11 Mart 2019 Pazartesi

m. officinalis

  ruhsal durumumuz darbelere bu kadar açıkken günlerimizi ölmeme başarısıyla nasıl tamamlayabildiğimize her geçen gün daha çok hayret ediyorum. herkesin tutunacak bir şeylere ihtiyacı vardır, bu spor olur, müzik olur, bir başka insan ya da insanlar olur; çünkü başkalarıyla birlikteyken beyniniz olan biten her şeyi görmezden gelmeye çalışır, insanlar bu yüzden bir gruba dahil olmak için çılgınca çabalar. iskandinav ülkelerinde bazen çok kısa süreler için güneş açar ve bu halk için ölümcül bir durumdur. düşünün, her gün soğuktasınız ve her işinizi kapalı alanlarda yapmaya çalışıyorsunuz. sabah uyanıyorsunuz her taraf bembeyaz, ertesi sabah uyanıyorsunuz, bembeyaz, ertesi sabah uyanıyorsunuz, beyaz, bembeyaz. zor ısındığı için daracık kurulmuş evinizde oturup zaman öldürüyorsunuz ve bir anda güneş açıyor; siz de dışarı çıkıyorsunuz, bu sefer üzerinizde columbia'nın yeni sezon montlarından biri yok. sıcak havayı içinize çekiyor, komşunuz mikhael'le kasabanızın ufak gölünün etrafında koşuyorsunuz. bütün kasaba oraya toplanmış, hepsi bu güzel günün tadını çıkarıyor. akşam bir barda içip eve geliyor, sızıyorsunuz. mutlusunuz; hayat gerçekten yaşamaya değer.

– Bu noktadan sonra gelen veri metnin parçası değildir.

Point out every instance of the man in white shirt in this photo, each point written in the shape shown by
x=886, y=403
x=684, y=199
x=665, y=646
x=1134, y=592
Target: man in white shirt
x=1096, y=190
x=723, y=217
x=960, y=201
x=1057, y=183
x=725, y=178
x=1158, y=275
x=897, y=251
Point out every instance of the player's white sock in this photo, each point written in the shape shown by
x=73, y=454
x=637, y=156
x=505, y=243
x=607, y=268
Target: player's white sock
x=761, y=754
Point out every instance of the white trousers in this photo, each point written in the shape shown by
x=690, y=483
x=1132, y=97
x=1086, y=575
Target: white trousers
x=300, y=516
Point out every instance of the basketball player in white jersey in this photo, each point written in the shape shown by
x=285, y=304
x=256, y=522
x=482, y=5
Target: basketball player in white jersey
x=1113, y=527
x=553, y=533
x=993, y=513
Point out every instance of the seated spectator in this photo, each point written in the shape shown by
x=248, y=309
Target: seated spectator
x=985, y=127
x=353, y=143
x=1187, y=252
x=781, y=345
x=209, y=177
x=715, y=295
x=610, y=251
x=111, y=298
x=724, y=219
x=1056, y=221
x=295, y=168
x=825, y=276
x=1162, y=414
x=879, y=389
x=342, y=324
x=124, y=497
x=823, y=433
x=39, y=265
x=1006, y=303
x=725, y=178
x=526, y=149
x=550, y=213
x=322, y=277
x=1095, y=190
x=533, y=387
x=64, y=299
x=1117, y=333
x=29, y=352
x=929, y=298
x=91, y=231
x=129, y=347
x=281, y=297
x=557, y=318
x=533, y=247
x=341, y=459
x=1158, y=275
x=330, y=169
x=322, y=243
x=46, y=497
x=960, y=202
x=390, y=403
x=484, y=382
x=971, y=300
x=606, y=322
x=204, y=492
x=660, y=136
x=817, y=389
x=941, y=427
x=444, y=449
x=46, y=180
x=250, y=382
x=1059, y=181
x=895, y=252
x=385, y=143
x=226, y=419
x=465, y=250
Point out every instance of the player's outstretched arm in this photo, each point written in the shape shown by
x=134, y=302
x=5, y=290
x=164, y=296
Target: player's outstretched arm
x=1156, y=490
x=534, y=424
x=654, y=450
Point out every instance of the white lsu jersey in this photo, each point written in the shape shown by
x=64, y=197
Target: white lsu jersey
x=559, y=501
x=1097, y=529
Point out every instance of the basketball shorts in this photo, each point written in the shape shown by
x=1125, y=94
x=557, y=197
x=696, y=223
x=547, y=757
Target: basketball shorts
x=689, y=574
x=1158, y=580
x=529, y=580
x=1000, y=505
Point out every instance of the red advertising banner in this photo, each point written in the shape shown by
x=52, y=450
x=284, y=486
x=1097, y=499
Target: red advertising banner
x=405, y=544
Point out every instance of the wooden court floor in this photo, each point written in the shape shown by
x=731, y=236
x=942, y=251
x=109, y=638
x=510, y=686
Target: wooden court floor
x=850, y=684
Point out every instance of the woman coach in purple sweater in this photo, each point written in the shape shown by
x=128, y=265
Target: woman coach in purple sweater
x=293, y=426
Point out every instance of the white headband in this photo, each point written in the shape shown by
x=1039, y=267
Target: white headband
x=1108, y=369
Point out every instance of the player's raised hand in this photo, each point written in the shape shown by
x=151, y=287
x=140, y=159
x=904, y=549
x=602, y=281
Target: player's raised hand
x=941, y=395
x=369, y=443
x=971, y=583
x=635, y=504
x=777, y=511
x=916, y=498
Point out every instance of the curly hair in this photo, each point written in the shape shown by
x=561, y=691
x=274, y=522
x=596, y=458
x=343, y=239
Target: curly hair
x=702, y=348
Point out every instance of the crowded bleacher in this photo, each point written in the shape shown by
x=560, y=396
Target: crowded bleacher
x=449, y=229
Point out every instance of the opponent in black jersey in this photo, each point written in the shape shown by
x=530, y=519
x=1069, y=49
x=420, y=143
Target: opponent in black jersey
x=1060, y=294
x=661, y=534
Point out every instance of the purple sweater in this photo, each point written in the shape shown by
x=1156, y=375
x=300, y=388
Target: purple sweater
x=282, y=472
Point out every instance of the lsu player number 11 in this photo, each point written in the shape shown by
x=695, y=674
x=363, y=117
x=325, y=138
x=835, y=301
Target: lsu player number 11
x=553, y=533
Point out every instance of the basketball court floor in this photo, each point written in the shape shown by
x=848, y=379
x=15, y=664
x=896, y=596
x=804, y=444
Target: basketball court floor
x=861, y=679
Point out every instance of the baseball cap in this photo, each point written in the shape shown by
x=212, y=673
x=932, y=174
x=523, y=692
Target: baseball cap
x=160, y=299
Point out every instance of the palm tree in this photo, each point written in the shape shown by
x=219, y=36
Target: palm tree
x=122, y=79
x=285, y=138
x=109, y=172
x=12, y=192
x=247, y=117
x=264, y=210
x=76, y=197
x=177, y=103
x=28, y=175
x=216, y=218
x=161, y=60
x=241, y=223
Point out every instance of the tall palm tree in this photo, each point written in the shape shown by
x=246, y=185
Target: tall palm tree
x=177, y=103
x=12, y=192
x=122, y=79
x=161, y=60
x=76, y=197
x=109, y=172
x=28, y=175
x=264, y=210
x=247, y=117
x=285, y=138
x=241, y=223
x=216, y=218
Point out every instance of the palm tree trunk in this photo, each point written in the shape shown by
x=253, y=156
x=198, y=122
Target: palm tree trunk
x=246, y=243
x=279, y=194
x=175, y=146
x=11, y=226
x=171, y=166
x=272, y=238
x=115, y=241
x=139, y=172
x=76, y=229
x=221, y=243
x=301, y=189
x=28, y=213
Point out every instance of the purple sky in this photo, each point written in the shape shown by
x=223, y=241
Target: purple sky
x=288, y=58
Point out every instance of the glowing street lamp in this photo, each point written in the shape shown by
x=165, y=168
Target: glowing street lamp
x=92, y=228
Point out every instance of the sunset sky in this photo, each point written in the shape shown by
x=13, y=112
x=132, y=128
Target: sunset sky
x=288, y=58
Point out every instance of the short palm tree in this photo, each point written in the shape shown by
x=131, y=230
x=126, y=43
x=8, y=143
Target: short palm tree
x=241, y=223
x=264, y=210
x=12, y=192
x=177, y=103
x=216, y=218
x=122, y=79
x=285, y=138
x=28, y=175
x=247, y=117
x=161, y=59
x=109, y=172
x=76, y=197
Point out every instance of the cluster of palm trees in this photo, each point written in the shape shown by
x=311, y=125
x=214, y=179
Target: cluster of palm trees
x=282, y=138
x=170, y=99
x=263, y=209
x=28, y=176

  sabah uyanıyorsunuz ve her taraf bembeyaz, hava soğuk ve büyük ihtimalle kasvetli. buna alışkın olmalısınız, tüm hayatınız burada geçti; yine de değilsiniz. çok kısa bir mutluluk için bütün hayatınızı siliyorsunuz ve bundan pişman değilsiniz. antika değerindeki ceviz sandığınızdan yıllar önce babanızın verdiği .357 magnum'u çıkarıp güneşli günlere dönüyorsunuz.

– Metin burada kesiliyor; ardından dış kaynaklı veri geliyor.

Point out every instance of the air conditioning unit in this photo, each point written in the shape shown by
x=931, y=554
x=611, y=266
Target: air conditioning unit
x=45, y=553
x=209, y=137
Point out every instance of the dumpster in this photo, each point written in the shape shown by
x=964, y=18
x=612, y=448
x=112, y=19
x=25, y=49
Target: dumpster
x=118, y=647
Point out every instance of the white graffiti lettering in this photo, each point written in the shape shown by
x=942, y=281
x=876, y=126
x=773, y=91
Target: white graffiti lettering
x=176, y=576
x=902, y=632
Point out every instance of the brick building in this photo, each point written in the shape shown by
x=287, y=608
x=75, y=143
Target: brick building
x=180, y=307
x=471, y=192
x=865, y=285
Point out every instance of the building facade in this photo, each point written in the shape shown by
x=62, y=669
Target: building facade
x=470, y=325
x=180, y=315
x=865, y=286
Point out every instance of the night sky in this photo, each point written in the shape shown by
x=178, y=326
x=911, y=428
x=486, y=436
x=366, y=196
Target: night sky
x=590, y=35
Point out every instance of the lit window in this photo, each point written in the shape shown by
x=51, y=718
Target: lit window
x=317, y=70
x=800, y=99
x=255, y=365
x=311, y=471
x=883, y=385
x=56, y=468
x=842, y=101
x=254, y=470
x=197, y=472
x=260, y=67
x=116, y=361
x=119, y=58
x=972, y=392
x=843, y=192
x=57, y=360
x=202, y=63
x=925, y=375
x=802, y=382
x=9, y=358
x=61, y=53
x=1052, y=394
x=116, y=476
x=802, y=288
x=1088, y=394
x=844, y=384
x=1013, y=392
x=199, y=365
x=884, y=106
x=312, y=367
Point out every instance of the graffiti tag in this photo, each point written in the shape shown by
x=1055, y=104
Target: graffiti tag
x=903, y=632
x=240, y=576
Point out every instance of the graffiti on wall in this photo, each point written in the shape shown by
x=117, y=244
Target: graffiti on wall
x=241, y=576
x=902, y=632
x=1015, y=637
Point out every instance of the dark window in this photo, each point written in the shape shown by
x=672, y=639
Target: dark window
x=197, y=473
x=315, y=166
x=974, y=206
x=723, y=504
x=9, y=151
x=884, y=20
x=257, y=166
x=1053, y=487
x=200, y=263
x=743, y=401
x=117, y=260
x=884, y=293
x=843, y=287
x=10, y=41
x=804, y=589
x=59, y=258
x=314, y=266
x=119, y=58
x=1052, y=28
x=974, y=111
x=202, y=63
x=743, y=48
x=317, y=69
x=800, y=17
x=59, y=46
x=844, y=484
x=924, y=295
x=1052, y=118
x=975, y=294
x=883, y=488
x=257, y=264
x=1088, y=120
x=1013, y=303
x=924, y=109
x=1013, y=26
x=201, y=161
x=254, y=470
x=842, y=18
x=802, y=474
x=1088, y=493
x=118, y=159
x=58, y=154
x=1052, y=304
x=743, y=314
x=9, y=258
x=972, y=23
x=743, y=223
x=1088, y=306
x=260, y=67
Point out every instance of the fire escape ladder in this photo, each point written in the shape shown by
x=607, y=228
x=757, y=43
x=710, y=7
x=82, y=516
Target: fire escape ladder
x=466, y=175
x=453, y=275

  standart bir norveç-isveç-finlandiya vatandaşı olan erik'in hikâyesi bu şekilde bir mutlu sonla bitiyor. erik o kasvetli ve soğuk havayı seviyordu çünkü ona alışmıştı, fakat kısa süren bir gün ışığı, aslında o kadar da güzel bir hayatı olmadığını anlamasına yol açtı. bu noktadan sonra erik için birkaç seçenek vardı; gün ışığı olan yerlere göç etmek, kendi evinde gün ışığının tekrar gelmesini beklemek, bu ızdırabı sonlandırmak. erik göç edeceği yerlerde asla o günkü gün ışığını bulamayacağını biliyordu, hiçbiri ona evindeki gibi hissettiremezdi. erik bekleyebilirdi fakat bir daha geleceği bile meçhuldü gün ışığının, hayatını aklı mantığı yerinde her insan gibi tekdüze geçirmiş olan erik için almaya değmeyen bir risk. bu yüzden erik düşünüp taşındı ve en mantıklı kararı seçti.

  erik çok şanslı bir insan, ya da öyle olduğuna inanmak istiyor. insanların büyük çoğunluğu o gün ışığını görmek için yaşar fakat görene kadar bunu anlamaz, bir kere kaybettikten sonra da, zaten yaşamanın anlamı kalmaz. gün ışığını görmek iyi midir, değil midir, bilmiyorum. gördüğünüz için asla pişman olmazsınız ama bir daha göremeyeceğinizi bilmek hiçbir gece aklınızdan çıkmaz, yalnızca ölür ve yavaş yavaş çürürsünüz.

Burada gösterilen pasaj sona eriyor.